Les chercheurs de Microsoft utilisent également davantage ce que l'on appelle la mémoire longue à court terme. Lors de la reconnaissance de la parole ou de la traduction, les réseaux de neurones font une série de suppositions qui sont constamment révisées à mesure que de nouvelles informations arrivent. Parfois, un schéma attendu s'effondre soudainement. Dans de tels cas, les réseaux de neurones peuvent faire un meilleur travail de regroupement s'ils peuvent revoir les hypothèses qui ont conduit à plusieurs mots de suppositions. Garder une trace plus longue dans la mémoire à court terme du système rend possible ce retraçage et les corrections ultérieures.
Il faut au moins 4 000 heures d'échantillons parlés et des millions de mots de texte pour entraîner les réseaux neuronaux de Skype Translator dans chaque nouvelle langue. Arul Menezes, chef de l'équipe de traduction automatique de Microsoft, dit qu'il s'attendait à des difficultés dans des langues comme l'arabe, où les accents des locuteurs peuvent varier considérablement. Mais en collectant des échantillons de suffisamment de voix de locuteurs différents, dit Menezes, il a été possible de développer l'oreille de Skype Translator pour différentes intonations au point que les accents régionaux ne sont pas un problème. Il en va de même pour les différences entre les voix masculines et féminines.

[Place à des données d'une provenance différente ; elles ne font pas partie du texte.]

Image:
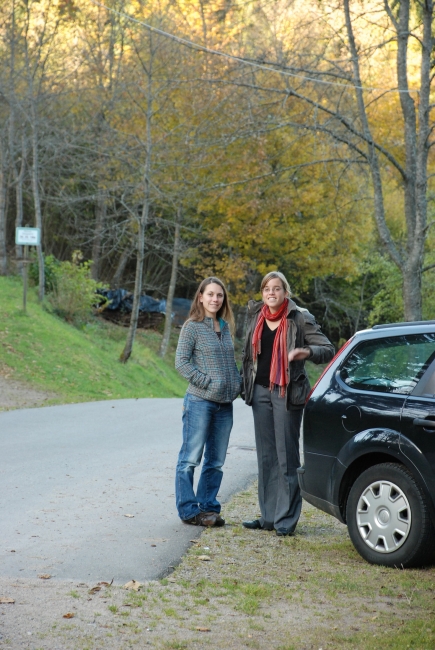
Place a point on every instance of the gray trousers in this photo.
(277, 442)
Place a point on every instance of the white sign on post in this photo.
(28, 236)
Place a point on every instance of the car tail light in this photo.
(343, 347)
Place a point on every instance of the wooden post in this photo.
(25, 260)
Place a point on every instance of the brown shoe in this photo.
(203, 519)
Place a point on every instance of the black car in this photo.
(369, 443)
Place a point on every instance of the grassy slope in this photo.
(78, 364)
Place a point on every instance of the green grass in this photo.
(79, 364)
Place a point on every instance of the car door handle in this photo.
(427, 424)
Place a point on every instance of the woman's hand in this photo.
(299, 354)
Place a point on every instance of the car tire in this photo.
(388, 518)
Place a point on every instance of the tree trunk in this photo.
(37, 204)
(171, 291)
(122, 263)
(3, 193)
(19, 177)
(126, 353)
(100, 218)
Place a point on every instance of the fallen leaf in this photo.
(133, 585)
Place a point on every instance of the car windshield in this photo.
(389, 365)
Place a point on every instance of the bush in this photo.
(73, 294)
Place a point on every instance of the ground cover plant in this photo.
(78, 363)
(237, 588)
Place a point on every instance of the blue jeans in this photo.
(206, 429)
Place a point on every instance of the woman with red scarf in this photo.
(280, 336)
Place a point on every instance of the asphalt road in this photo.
(87, 490)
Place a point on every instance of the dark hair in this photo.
(197, 312)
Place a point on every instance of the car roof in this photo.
(397, 329)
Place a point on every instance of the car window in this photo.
(390, 365)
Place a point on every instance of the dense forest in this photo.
(172, 139)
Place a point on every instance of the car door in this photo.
(417, 441)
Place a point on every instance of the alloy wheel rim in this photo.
(383, 516)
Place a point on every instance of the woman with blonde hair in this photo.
(205, 356)
(280, 336)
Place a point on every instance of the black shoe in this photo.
(220, 521)
(253, 525)
(284, 532)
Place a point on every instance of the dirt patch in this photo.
(235, 588)
(17, 395)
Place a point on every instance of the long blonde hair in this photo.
(197, 312)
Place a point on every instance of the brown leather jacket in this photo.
(303, 332)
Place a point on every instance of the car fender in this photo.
(418, 463)
(382, 443)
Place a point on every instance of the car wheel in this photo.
(388, 519)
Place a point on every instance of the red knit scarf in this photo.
(279, 364)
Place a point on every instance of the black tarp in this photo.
(122, 300)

D'autres variations dans le discours de tous les jours s'avèrent plus délicates. Les réseaux de neurones sont extrêmement sensibles aux différences de microphones. (Les humains peuvent être bons pour détecter la différence entre statique et parole, mais c'est beaucoup plus difficile à maîtriser pour les machines.) Les pauses dans la parole sont également problématiques. Comme le note Menezes, les gens ne font généralement pas de pause à la fin d'une phrase. Ils s'arrêtent ailleurs. Les pauses finissent par être inutiles pour détecter le début ou la fin d'une phrase. Il faut se fier aux mots eux-mêmes.
Trier les bonnes traductions pour les mots ambigus est également un défi sans fin, reconnaît Menezes. En parlant allemand, Rippel utilise fréquemment le mot Sie, qui peut signifier elle, vous ou eux, selon la situation. Skype Translator réussit environ 80% du temps.
De même, Skype Translator trébuche légèrement lorsque Chen discute de la taille des familles en Chine. Indépendamment des politiques gouvernementales, me dit Chen, le simple coût de la parentalité en Chine signifie que beaucoup de gens ne veulent donner naissance qu'à un enfant.
Quelques minutes plus tard, assis dans le bâtiment 99 du siège social de Microsoft, Menezes et moi examinons une transcription de la conversation. Menezes pointe tristement l'échange d'enfants. Cela devrait être «un enfant», dit-il. Mais en chinois, il n'y a pas de distinction entre 'un' et 'a'. Il y a une différence en anglais, mais elle doit être prise entièrement en contexte.
Je ne pense pas que les traducteurs professionnels tremblent encore devant ce que nous faisons, ajoute-t-il avec un mince sourire. Leurs emplois sont en sécurité pendant un certain temps.
Rippel, un traducteur professionnel, n'est pas aussi critique. Tant que les utilisateurs parlent lentement et font des phrases courtes, dit-elle, les services automatisés tels que Skype Translator peuvent faire un travail utile pour surmonter les barrières linguistiques.
C'est très important que cet outil existe, dit-elle. À l'heure actuelle, il est plus important que jamais que les gens de toutes les communautés puissent se parler.